In the movie “Saving Mr. Banks” the main character is P. L. Travers the Author of Mary Poppins. Mrs. Travers has an opportunity to work with Walt Disney on making her children’s book into a motion picture. In the telling of her story we are shown flashbacks of her childhood revolving mostly about her father. He was a fun and empowering father and also at times a moody unreliable father. Her father was both a very good father and an inadequate father. In addition, her father died when she was young. One can imagine the deep emotional abandonment she experienced during her formative years.

The movie “Philomena,” her story is no less tragic. She had keep the secret of having had a child when she was a teenager. With help of a reporter, she sets out on the search for this first born child 50 years after his birth. This movie also uses flash backs in the telling of her childhood. We see her enter the convent as a pregnant, naive, very young woman. She has been left at the convent by her only remaining parent, her father. He had not told her about sex and how women get pregnant and now he has dropped her off and disowned her for becoming pregnant. We see how the young mothers at this convent became indentured servants and their children are put up for adoption. One can imagine the feelings of deep emotional abandonment she too has experienced.

Undoubtedly, both of these women have a past that could create a lifetime wound.

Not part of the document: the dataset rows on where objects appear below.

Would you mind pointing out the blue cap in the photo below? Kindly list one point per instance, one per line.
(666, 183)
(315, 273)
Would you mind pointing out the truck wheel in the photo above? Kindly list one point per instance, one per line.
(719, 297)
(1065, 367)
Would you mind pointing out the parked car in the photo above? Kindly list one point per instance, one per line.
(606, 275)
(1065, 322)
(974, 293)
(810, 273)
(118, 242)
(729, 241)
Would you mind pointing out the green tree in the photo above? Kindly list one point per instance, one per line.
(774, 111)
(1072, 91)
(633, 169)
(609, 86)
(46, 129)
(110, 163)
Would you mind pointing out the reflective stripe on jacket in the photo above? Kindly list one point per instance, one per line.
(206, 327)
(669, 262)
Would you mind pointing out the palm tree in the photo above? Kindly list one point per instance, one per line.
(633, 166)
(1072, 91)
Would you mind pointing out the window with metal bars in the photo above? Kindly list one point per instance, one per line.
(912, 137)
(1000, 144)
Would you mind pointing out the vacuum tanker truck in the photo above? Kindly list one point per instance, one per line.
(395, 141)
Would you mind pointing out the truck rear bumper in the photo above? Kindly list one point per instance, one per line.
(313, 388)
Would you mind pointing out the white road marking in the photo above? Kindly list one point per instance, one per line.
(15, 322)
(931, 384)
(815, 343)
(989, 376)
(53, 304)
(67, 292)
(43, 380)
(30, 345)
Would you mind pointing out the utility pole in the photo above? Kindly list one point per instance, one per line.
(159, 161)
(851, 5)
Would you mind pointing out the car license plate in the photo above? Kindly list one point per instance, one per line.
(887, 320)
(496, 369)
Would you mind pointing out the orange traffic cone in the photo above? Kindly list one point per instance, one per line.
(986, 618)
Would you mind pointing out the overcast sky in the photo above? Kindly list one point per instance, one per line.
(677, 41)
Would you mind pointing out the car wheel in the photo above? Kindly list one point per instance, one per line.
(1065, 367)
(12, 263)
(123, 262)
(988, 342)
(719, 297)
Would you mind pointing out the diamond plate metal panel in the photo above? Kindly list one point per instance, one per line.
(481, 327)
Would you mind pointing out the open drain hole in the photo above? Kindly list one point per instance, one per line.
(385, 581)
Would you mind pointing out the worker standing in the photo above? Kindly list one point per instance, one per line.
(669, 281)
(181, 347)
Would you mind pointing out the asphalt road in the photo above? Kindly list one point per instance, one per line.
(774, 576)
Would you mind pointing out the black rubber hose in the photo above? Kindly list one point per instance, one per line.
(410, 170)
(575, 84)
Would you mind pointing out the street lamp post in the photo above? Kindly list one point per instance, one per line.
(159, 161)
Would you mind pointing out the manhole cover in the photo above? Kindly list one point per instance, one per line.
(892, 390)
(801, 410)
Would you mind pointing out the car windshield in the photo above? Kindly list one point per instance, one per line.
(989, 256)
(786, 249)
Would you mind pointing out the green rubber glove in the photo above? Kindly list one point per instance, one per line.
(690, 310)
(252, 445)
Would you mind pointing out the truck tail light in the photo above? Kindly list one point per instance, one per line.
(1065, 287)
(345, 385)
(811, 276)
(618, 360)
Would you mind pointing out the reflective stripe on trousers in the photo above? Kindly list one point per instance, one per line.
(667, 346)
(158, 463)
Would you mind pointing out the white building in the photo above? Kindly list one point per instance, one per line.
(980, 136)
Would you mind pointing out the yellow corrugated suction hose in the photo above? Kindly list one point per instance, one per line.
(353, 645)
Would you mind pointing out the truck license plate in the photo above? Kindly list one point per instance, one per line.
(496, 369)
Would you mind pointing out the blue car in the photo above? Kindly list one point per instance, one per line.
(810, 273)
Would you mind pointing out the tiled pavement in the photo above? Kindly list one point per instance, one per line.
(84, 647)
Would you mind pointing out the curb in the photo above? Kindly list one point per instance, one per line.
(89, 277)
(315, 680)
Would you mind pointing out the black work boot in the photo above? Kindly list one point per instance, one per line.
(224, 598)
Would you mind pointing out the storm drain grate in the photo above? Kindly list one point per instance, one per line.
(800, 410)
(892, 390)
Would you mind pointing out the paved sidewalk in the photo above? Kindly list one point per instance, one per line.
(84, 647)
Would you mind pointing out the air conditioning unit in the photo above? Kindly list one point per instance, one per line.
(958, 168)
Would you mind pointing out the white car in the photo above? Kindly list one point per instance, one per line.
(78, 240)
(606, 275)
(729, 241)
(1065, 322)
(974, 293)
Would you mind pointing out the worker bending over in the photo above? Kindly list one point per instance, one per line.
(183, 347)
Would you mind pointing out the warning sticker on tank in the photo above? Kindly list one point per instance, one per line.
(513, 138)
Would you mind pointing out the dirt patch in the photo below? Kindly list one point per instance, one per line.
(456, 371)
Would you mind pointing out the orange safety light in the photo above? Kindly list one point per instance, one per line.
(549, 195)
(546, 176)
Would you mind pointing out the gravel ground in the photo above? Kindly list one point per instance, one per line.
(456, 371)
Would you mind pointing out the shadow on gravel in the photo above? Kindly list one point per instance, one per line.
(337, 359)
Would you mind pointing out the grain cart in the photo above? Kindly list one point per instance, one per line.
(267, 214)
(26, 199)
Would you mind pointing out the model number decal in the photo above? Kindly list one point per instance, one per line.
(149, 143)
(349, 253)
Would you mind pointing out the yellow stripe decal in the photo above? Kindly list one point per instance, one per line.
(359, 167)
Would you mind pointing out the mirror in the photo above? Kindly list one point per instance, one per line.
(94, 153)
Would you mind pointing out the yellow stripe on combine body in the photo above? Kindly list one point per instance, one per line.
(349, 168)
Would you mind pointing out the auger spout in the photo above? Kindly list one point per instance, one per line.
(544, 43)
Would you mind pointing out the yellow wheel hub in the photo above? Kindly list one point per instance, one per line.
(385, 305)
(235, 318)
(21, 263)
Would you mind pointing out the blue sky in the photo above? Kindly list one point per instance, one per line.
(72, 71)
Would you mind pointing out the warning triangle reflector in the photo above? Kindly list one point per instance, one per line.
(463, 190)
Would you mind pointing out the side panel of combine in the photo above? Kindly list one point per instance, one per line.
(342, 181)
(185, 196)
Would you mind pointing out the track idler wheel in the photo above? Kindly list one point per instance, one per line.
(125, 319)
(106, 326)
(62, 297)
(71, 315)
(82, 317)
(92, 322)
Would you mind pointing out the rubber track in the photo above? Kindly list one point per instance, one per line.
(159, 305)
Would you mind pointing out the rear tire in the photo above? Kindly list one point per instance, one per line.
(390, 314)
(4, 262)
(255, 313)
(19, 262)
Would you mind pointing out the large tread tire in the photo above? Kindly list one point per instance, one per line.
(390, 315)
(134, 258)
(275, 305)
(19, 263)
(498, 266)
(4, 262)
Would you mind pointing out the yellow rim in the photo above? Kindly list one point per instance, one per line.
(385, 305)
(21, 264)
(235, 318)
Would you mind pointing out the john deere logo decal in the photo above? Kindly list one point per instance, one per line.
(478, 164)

In the adult depiction of Mrs. Travers, sadly, she seems to be stuck in an angry state of mind. Mrs. Travers is working at Disney, immersed in what is arguably a lifetime opportunity instead she is resistant and begrudgingly involved. Her behavior is defended and self-righteous and frankly she seems to loath everyone she encounters. She is not able to be at peace. It seems that she has very few moments of joy.

In contrast the adult Philomena does not seem to be carrying resentment about her early life experiences. She is on a difficult search for her long lost child and she remains open to people along the way. We see her enjoying experiences, being thankful for simple pleasures and we see her forgiving. She is embarking on an emotionally difficult journey and she is able to access peace and she is open to joy.

These two examples can clearly show us how we have a choice. We can hold on to our view of being a victim or we can make another choice. We can be angry or we can choose peace. I know that we teach what we most need to learn, so I am talking to myself here too.

In ACIM it says, To be born again is to let the past go, and look without condemnation upon the present. (T-13.VI.3:5) It can seem important to hold onto hurtful memories of the past as if it offers some defense. If it offers any defense at all, it offers a blanket defense that keeps you from experiencing the now with fresh new eyes. Holding on is not a pathway to peace. This quote form ACIM simply says, “let the past go.” I can do that. Instead, I choose peace, I choose love, I choose joy.

Rev. Mary Wongwai, O.M.C., is a Pathways of Light minister living in Pflugerville, Texas.